Häufig gestellte Fragen
Worum geht es in dieser wissenschaftlichen Arbeit grundsätzlich?
Die Arbeit untersucht, wie Migranten in deutschen Printmedien dargestellt werden und welchen Einfluss diese Berichterstattung auf die gesellschaftliche Wahrnehmung und Integration hat.
Welche zentralen Themenfelder werden behandelt?
Zu den Schwerpunkten gehören Medienwirkungsmodelle, die mediale Konstruktion von Feindbildern, die Stigmatisierung durch Sprache (Ethnolekt) sowie die Berichterstattung über den Islam und Integrationsdebatten.
Was ist das primäre Ziel der Untersuchung?
Das Ziel ist aufzuzeigen, dass die mediale Präsentation von Migranten stark negativ verzerrt ist und dass diese Art der Berichterstattung eher desintegrativ wirkt als eine inklusive gesellschaftliche Teilhabe zu fördern.
Welche wissenschaftlichen Ansätze kommen zur Anwendung?
Es werden verschiedene Theorien der Medienwirkungsforschung, wie etwa die Agenda-Setting-Theorie und die Dissonanztheorie, herangezogen, um die Macht der Medien bei der Konstruktion sozialer Realität zu erklären.
Was ist der Kerninhalt des Hauptteils?
Im Hauptteil werden vier Bereiche detailliert analysiert: Fremdenfeindlichkeit, der mediale Umgang mit dem Ethnolekt, Integrationsdebatten und das Islambild in den Medien.
Durch welche Schlüsselwörter lässt sich die Arbeit charakterisieren?
Die zentralen Begriffe sind Medienwirkungsforschung, Migranten, Stigmatisierung, Feindbilder, Islam und Medienkompetenz.
Warum wird der "Ethnolekt" in dieser Arbeit so ausführlich diskutiert?

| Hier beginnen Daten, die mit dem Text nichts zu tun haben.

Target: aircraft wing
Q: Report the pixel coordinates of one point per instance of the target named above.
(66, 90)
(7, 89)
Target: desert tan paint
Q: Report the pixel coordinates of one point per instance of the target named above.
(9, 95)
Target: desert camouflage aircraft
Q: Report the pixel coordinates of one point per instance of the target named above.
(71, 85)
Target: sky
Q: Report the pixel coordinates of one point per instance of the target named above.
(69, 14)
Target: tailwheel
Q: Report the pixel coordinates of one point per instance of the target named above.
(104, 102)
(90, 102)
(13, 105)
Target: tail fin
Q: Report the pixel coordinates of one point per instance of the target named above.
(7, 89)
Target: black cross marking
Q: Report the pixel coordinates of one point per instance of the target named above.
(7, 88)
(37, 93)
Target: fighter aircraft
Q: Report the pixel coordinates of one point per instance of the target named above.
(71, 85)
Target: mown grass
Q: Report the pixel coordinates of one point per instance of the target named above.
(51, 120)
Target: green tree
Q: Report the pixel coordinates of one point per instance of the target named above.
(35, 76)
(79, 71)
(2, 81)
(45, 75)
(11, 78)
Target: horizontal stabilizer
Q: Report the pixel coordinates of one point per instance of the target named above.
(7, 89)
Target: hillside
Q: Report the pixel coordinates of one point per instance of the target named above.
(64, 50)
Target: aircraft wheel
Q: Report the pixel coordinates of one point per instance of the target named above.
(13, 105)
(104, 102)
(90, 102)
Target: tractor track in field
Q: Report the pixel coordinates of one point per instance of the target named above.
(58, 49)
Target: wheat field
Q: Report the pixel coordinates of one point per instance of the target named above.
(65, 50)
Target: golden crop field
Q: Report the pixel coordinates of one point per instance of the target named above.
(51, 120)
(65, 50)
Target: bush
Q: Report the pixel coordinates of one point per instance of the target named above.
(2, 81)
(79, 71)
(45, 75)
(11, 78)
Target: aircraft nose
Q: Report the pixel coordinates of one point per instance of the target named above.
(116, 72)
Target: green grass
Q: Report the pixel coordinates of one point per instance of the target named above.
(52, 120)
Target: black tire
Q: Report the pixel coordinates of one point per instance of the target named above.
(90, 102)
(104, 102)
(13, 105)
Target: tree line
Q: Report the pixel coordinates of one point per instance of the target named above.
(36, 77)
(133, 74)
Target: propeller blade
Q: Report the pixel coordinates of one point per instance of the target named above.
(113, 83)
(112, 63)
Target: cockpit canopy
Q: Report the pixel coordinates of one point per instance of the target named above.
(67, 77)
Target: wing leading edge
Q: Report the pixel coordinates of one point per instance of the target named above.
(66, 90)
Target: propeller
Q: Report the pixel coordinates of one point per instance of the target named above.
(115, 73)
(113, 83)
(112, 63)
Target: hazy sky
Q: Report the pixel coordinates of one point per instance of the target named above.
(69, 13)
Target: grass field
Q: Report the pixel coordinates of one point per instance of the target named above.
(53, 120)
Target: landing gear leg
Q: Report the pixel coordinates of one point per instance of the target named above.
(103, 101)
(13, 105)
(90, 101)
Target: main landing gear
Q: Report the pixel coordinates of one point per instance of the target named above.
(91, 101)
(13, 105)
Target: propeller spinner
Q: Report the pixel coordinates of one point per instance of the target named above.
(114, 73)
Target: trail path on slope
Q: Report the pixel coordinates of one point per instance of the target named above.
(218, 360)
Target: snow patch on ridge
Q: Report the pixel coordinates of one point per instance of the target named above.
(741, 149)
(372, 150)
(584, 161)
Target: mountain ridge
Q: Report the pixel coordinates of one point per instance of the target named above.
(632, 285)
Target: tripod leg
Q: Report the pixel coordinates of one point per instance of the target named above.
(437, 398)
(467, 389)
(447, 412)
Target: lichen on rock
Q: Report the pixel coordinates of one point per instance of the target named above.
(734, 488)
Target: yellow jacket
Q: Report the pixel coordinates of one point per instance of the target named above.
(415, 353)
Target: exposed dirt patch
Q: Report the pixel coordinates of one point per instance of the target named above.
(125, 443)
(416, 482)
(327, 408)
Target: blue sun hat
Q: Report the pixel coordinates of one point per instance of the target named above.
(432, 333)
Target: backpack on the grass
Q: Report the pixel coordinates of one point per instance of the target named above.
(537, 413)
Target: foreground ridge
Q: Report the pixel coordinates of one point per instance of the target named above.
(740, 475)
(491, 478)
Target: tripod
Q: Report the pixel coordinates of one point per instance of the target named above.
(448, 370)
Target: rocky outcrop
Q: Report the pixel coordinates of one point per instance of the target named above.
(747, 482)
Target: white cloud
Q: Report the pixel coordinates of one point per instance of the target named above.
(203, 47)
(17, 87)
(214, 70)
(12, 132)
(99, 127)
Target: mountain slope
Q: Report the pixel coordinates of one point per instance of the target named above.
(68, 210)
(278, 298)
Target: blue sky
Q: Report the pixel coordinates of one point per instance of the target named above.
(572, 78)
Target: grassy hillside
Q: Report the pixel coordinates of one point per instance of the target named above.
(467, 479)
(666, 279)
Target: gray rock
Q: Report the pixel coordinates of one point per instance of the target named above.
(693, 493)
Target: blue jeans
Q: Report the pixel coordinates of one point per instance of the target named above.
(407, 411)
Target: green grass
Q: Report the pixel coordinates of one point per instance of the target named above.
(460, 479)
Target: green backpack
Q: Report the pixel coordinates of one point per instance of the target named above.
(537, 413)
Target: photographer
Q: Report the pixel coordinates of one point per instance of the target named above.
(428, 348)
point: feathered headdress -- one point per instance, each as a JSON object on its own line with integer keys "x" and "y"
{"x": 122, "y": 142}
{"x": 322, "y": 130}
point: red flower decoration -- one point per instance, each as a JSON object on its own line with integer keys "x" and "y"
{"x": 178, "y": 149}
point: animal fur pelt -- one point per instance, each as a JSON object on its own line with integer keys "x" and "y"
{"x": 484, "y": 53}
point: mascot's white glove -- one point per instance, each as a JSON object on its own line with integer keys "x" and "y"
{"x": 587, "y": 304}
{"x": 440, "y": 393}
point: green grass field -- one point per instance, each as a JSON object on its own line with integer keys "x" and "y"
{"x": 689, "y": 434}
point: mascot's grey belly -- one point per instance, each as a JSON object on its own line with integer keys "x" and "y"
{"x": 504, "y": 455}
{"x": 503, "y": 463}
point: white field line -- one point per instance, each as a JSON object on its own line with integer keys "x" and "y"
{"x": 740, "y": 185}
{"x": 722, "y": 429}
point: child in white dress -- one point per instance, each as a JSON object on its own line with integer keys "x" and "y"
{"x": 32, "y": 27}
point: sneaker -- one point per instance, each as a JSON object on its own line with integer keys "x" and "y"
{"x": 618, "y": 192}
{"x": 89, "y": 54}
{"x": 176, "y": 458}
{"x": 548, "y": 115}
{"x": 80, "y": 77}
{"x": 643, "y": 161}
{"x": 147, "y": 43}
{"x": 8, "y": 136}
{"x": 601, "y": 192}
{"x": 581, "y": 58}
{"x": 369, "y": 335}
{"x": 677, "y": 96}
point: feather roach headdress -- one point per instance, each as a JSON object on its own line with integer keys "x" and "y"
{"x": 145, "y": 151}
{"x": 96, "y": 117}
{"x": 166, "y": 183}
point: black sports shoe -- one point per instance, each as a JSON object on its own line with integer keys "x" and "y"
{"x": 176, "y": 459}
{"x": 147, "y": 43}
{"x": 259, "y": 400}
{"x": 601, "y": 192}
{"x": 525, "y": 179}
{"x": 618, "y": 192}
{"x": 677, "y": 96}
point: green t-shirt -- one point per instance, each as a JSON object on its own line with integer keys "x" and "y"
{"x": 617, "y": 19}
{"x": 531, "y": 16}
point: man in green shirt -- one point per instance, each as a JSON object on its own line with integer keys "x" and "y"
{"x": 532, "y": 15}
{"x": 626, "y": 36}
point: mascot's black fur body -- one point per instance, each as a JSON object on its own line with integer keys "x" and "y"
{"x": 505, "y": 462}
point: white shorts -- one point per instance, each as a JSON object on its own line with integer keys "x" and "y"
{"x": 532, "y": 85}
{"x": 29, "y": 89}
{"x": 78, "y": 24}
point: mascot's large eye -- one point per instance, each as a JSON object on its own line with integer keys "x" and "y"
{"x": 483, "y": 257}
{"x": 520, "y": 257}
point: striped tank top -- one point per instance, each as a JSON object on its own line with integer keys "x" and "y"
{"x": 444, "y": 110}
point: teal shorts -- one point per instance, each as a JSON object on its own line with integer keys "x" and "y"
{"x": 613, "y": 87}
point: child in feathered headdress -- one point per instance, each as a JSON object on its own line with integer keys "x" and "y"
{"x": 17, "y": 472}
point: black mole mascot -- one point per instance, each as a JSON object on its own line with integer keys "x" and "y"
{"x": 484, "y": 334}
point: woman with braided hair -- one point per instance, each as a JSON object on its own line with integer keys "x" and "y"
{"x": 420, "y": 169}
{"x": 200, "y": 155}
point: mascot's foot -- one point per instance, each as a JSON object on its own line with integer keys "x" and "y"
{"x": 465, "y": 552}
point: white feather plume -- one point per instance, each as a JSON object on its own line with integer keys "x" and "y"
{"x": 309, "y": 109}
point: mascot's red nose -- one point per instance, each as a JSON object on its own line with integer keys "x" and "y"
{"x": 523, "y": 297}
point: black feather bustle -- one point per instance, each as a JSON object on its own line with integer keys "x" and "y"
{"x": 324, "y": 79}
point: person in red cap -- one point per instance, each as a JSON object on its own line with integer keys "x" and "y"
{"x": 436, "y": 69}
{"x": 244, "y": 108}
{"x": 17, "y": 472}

Der Ethnolekt wird analysiert, weil er in den Medien oft als „schlechtes Deutsch“ dargestellt wird, was dazu dient, Migranten als sprachlich defizitär und fremd zu markieren.
Welche Rolle spielt die Berichterstattung über den Islam?
Die Berichterstattung über den Islam wird als ein Mittel beschrieben, um durch die ständige Verknüpfung mit Terrorismus ein Bedrohungsszenario aufzubauen, das Vorurteile verstärkt und die Trennung zwischen Islam und radikalen Gruppierungen verwischt.
Wie bewertet der Autor die Rolle der Politik und Medien?
Der Autor fordert eine radikale Medienkritik und mehr Medienkompetenz, da Politik und Medien gemeinsam in einer Interdependenz stehen, die aktuell zur Konstruktion einer desintegrativen Wirklichkeit beiträgt.